By Mariam Jooma Carikci
As the daily Israeli killing and maiming of civilians in Gaza continues unabated—and now, arguably, in routine fashion—the questions persist: What will it take to pull the plug on Netanyahu’s killing bots? Who will speak for the thousands of child amputees, orphans and widows? Which moral voice carries enough weight to demand justice, when even the pope’s call goes unanswered?
And what privilege should we afford politicians from both the West and the Global South to chart a path out of this civilizational darkness? The answer, I would argue, is none. No political leader anywhere in the world deserves to be vested with hope for a better future—least of all the current cohort of hypocrites ruling the planet.
One hallmark of a visionary leader is the ability to anticipate the obstacles on the road to real change. In this respect, the legacy of Steve Bantu Biko remains instructive. In I Write What I Like, Biko warned: “The biggest mistake the black world ever made was to assume that whoever opposed apartheid was an ally.” It was a sharp critique of superficial solidarity. Biko wasn’t dismissing all white opposition to apartheid, but cautioning against uncritically embracing people—or states—just because they appear to oppose oppression.
His point was clear: opposing one form of injustice doesn’t automatically make someone committed to justice as a principle—especially if that opposition entails no risk, no sacrifice, and no alignment with the oppressed.
Thirty-one years later, Biko’s insight remains relevant. Among the loudest critics of the U.S. empire and its Zionist outpost, Israel, are the BRICS nations—Brazil, Russia, India, China and South Africa. These countries have cast themselves as champions of a “multipolar world,” posturing as the vanguard of an alternative to U.S. hegemony. Yet trade figures tell a different story.
According to CounterPunch (October 2024), nearly all BRICS members continue to actively nurture economic ties with Israel. India, for example, recorded bilateral trade exceeding $10 billion in 2023, including defense deals that directly boost the Israeli military-industrial complex—military hardware that is often tested in Gaza and branded “battle-proven.” While Prime Minister Narendra Modi has expressed “deep concern” over the violence and called for peace, India’s defense contracts are feeding the very machinery driving the genocide of Palestinians.

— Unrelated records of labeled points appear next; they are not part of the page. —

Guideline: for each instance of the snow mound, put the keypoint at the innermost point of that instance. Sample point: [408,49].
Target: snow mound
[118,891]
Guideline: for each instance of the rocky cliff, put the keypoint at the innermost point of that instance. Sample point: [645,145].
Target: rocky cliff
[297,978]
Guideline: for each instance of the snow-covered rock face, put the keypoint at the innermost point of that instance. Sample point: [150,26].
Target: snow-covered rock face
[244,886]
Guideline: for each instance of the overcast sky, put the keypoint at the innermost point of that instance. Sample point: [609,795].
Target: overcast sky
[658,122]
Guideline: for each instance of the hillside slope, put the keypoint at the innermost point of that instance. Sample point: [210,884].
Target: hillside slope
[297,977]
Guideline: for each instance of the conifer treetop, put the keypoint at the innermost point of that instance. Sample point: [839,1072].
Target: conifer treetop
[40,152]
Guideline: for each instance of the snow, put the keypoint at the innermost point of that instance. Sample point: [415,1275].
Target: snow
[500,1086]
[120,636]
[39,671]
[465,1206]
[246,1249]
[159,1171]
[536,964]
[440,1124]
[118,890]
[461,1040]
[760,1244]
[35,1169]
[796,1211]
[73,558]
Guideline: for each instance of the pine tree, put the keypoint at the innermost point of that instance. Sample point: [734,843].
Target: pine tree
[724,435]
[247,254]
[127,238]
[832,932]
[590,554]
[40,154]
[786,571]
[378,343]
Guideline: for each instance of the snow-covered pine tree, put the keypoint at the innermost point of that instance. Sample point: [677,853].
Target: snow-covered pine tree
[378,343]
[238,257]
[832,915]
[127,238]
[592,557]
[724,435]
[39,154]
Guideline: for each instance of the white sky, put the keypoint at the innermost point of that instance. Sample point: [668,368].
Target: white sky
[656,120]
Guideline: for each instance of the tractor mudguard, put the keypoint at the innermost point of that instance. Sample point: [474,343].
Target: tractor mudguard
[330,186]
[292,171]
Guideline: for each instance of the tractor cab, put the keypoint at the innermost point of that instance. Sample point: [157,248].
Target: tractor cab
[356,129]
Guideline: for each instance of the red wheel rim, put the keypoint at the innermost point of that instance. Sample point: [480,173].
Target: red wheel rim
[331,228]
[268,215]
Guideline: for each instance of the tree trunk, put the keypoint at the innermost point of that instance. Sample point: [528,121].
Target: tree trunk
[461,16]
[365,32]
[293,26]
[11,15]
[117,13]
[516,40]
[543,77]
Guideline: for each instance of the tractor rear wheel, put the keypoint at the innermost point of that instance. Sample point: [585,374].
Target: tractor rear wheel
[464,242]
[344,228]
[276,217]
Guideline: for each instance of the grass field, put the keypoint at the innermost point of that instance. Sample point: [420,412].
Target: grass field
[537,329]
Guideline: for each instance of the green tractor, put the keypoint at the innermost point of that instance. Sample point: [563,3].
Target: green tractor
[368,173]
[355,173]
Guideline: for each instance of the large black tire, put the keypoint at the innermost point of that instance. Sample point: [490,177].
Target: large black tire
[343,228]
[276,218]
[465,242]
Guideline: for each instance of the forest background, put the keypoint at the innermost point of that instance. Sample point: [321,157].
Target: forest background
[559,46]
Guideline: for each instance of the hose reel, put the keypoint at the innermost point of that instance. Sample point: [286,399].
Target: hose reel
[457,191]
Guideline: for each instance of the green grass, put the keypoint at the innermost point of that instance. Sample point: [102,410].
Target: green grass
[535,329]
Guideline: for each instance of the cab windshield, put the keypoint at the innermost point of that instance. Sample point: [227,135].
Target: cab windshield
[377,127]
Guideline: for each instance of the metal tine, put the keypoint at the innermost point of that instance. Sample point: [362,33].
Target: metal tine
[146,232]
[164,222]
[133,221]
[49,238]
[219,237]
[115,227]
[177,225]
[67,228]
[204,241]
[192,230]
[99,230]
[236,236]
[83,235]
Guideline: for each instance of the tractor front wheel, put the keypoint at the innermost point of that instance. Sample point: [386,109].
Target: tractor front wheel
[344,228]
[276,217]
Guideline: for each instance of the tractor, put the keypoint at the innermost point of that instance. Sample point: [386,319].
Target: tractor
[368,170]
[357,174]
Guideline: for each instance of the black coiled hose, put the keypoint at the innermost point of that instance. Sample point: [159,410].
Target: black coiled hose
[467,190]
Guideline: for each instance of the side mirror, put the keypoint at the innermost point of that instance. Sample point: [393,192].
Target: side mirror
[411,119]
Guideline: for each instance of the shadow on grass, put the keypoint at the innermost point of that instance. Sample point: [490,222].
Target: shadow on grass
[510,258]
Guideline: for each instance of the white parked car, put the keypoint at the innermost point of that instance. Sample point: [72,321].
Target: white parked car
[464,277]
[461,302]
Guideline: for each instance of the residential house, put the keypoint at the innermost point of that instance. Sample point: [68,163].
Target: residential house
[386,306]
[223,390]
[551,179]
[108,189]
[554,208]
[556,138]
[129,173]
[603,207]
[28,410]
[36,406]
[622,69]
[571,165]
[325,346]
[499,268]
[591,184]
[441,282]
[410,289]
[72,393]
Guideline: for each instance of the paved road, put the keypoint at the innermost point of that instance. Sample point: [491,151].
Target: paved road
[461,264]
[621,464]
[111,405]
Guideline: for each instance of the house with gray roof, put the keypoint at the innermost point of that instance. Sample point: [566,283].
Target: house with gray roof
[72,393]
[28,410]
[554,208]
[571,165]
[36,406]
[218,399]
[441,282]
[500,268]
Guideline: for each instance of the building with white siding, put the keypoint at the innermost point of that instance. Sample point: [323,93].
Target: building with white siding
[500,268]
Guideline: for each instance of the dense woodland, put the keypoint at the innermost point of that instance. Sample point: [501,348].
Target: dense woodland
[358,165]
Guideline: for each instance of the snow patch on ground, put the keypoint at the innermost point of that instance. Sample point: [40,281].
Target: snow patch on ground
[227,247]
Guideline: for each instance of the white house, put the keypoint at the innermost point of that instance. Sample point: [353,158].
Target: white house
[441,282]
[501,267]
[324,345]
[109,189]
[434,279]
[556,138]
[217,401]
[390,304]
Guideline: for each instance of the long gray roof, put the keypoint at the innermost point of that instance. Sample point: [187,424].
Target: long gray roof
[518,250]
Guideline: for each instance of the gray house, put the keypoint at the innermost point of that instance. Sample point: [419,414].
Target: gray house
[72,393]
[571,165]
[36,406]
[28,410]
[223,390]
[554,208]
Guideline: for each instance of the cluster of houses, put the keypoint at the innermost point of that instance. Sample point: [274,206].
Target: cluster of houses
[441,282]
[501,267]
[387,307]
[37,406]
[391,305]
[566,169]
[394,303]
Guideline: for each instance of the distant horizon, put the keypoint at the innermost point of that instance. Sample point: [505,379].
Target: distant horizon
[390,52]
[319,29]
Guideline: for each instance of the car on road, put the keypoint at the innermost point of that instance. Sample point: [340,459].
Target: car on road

Brazil doubled its imports of Israeli fertilizer even after the October 2023 escalation. China, which holds the ideological mantle of anti-imperialist politics and has formally supported Palestinian statehood, continues bilateral trade with Israel estimated at $14 billion in 2024. Even as President Xi Jinping called at the China-Arab States Cooperation Forum in May 2024 for a peace conference to end the “tremendous suffering” in Gaza—emphasizing that Israel’s war “should not continue indefinitely” and that “justice should not be absent forever”—business with Tel Aviv carried on.
Russia, mired in its own war in Ukraine and eager to present itself as an anti-Western power, has maintained full diplomatic and economic ties with Israel. Its war economy thrives in geopolitical instability, and it leverages rhetorical opposition to the West for strategic profit, not principled justice.
And then there is South Africa. While arguably the most vocal BRICS critic of Israel, its moral stance has so far remained symbolic. The government’s International Court of Justice case against Israel may be a powerful gesture—but trade has not ceased. South Africa still exports coal to Israel and has made no move to sever economic ties.
Realpolitik reigns. The language of peace and justice is reduced to a coat of lipstick on the pig of a global capitalist order. If BRICS is to truly offer an alternative vision for the world, its member states—led by South Africa—must collectively adopt the following measures:
- Ban the export of coal and critical minerals to Israel.
- Suspend defense-related cooperation and imports.
- Restrict Israeli investment in key sectors such as telecommunications and agriculture.
- Strengthen customs regimes to block Israeli goods from BRICS markets.
Until such measures are enacted, the moral authority of BRICS remains as compromised as that of the United States and Europe—who have aided and abetted the mass killing of babies, children, and unarmed civilians. Biko’s warning echoes still: an ally is only worthy of that name when real sacrifices are made for the greater good. Everything else is mere opportunism.